Souvent, la literie infestée, les meubles et les matelas finissent soit dans les parties communes, soit sur l’espace public, favorisant les contaminations. "Une fois, par précaution, j'ai dû mettre le feu à un matelas dans la rue", avoue Djamila Haouache.
 

Le bailleur Erilia, lui, met en avant sa "communication par les commissions techniques, auxquelles les représentants des locataires sont associés et particulièrement bien informés", tout en ajoutant que cela reste "un sujet compliqué, qui touche d’autres lieux, comme les transports." Mais aussi les hôtels ou les écoles, comme celle de La Cabucelle.

Sofia et sa famille espèrent rapidement regagner leur appartement refait à neuf. Peut-être dans la semaine. "On refera un passage avec les intervenants et les locataires", assure le bailleur, pour s’assurer que les nuisibles sont bien partis. 

Deux fois plus de sites contaminés depuis 2017

En juin, l'association Droit au logement (DAL) estimait à 400.000 le nombre de sites contaminés par des punaises de lit en France, soit deux fois plus qu'en 2016 et 2017.

Face à ce phénomène, locataires et bailleurs doivent faire face aux difficultés, faute de grand plan mené par les pouvoirs publics, pour lutter contre ce que des collectifs citoyens, associations marseillaises qualifient de "problème de santé publique".

"Sur le plan réglementaire, les punaises de lit sont considérées en France comme une nuisance, explique l’Agence régionale de santé PACA sur son site internet. À ce titre, elles ne sont pas reconnues comme un problème de santé publique et ne relèvent pas des prérogatives de l’Etat."

Plaquette d'information de l'ARS sur les punaises de lit


En l'état actuel des connaissances, officiellement, les punaises de lit ne transmettent pas de maladies. Mais des chercheurs, notamment du laboratoire IHU Méditerranée infection, à Marseille, mènent des études, dont des éléments montrent que les insectes seraient porteurs de bactéries entraînant des fièvres et des complications cardiaques.

Des chercheurs mobilisés 

Mais à ce jour, "aucune contamination à l'humain n'a été constatée, explique le docteur Jean-Michel Bérenger, entomologiste membre du laboratoire.
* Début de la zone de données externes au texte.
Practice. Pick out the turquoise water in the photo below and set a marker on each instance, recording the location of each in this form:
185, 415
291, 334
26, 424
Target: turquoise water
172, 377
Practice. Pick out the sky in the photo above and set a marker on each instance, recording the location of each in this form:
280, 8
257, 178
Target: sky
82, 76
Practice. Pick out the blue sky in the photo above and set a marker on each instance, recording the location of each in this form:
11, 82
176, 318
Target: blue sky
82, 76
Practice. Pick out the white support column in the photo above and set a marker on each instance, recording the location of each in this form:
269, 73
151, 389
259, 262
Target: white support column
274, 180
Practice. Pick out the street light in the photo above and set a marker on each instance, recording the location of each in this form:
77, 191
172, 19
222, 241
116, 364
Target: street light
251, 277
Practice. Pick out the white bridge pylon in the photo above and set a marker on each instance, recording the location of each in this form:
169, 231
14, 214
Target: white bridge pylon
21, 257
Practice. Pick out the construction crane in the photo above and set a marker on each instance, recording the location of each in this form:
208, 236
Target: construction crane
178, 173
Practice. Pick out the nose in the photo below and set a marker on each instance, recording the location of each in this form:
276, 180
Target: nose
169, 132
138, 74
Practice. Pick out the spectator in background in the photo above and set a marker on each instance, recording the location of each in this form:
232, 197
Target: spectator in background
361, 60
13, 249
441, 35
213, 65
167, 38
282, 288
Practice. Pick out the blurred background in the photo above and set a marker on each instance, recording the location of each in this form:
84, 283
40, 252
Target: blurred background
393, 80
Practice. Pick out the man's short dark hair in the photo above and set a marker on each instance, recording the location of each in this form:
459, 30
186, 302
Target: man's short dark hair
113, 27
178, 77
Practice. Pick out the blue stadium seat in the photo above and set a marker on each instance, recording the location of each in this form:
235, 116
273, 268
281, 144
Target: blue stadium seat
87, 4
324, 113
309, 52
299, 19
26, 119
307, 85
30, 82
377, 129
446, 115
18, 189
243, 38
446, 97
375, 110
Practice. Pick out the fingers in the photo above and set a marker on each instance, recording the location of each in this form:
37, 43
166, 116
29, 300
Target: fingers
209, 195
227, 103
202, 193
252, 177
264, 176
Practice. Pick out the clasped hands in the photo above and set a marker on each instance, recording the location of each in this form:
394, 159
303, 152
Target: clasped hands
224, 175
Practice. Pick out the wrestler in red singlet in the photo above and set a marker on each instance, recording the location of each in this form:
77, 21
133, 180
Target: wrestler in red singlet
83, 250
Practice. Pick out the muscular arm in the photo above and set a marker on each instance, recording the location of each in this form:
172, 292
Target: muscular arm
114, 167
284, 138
Il n'y a donc toujours pas de problème de santé publique par rapport à cela."

Face à la recrudescence des punaises de lit qu'il constate, le chercheur questionne tout de même cet état de fait.

"Je vois des gens qui pleurent et sont dans des états de psychose. Ils n'arrivent plus à dormir. Sans sommeil réparateur, leur état psychologique est atteint par une cause extérieure. Cela pose un problème de santé publique. D'autant que certaines personnes n'ont pas les moyens de faire traiter."